MDOT investigating I-94 roadway sinkage at site of Enbridge pipeline in western Washtenaw County
Editor's note: The spelling of interstate has been corrected.
Courtney Sacco | AnnArbor.com
The Michigan Department of Transportation was alerted to the situation about two weeks ago and has been investigating since, said Mark Sweeney, manager of the Brighton post.
The spot of the situation is directly above the site where Enbridge Pipelines Toledo Inc. had most recently completed a directional drilling project underneath both lanes of the highway.
“People were calling and saying there was a dip in the roadway,” Sweeney said. “Once (MDOT) saw the dip, we followed it back through the permits (to Enbridge).”
Enbridge is in the middle of installing a new crude oil pipeline - Line 79 - in northwestern Washtenaw County. The line runs from Stockbridge where it intersects with its source - the cross-country Line 6B - and goes to Freedom Township in Washtenaw County.
Line 79 is being installed parallel and adjacent to Enbridge's existing Line 17, which serves refineries in Detroit and Toledo.
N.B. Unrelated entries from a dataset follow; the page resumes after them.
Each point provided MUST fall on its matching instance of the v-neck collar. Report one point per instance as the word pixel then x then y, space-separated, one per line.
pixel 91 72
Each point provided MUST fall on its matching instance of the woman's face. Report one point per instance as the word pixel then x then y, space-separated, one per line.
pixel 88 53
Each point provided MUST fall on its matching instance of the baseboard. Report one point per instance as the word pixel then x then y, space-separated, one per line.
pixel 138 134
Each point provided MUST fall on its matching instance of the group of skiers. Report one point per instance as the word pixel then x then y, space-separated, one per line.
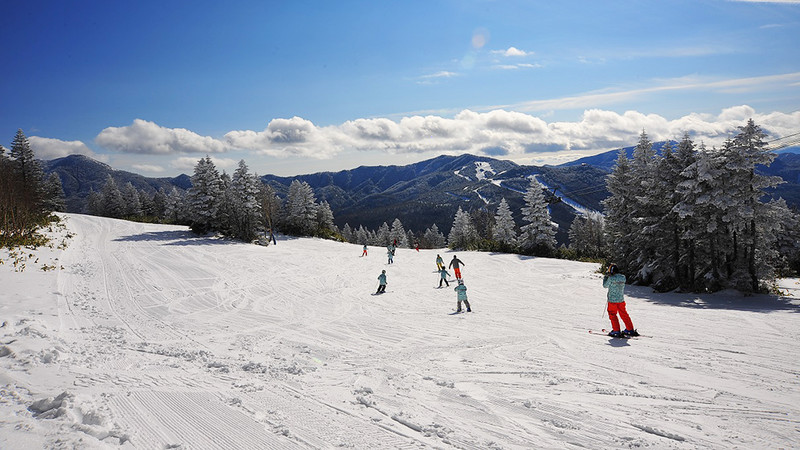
pixel 612 280
pixel 455 264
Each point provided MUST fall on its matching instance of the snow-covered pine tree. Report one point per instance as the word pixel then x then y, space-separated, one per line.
pixel 398 233
pixel 463 235
pixel 244 206
pixel 747 152
pixel 204 198
pixel 271 207
pixel 504 230
pixel 382 236
pixel 132 207
pixel 433 238
pixel 538 236
pixel 160 203
pixel 587 235
pixel 113 205
pixel 176 209
pixel 94 203
pixel 620 213
pixel 347 234
pixel 301 209
pixel 325 224
pixel 361 236
pixel 54 194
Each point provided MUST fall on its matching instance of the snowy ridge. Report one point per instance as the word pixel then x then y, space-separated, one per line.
pixel 566 200
pixel 147 336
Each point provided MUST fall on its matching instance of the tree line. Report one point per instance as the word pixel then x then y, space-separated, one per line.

Directional drilling is a common industry practice to install pipelines or other infrastructure lines that would otherwise interfere with roads, waterways or other sensitive areas. Drilling fluid - typically a viscous mixture of water and a polymer - is used to aid the drill bit’s movement through the ground.
MDOT has been in contact with Enbridge as a part of the investigation, Sweeney said.
“We are aware of the situation and have been working with the state to address it and ensure there are no public safety concerns,” said Jason Manshum, Enbridge spokesman in an emailed statement.
MDOT has not yet confirmed the source of the situation and is conducting ongoing tests.
“We don’t believe it was there before (Enbridge) did the drilling,” Sweeney said. “It’s something that’s out of the ordinary.”
Roadwork was last completed on that section of I-94 in 2010, when MDOT contracted for a mill and overlay project of about 5.5 miles of highway between Freer and Parker roads.
“There would not be settling from that project because it was only dealing with the surface of the roadway,” Sweeney said. “It would be surprising if anything that happened in 2010 would be affected there.”
Driving west at a speed of 70 mph, the dip is about 30 seconds past mile marker 164 just past a set of transmission towers that cross I-94 overhead.
“If you were standing on the shoulder - you could see a small bounce in the traffic,” Sweeney said.
That portion of I-94 is smooth and has few cracks or bumps. In the westbound lanes of I-94 between Parker and Freer roads, it’s the most noticeable disturbance in the road.
Driving over the sinkage in the freeway, feeling the car travel through the dip in the road only lasts for a few seconds. The eastbound lanes are not affected at this time.
“From an MDOT perspective, we don’t care how big or small it is,” Sweeney said. “We have to do some testing.”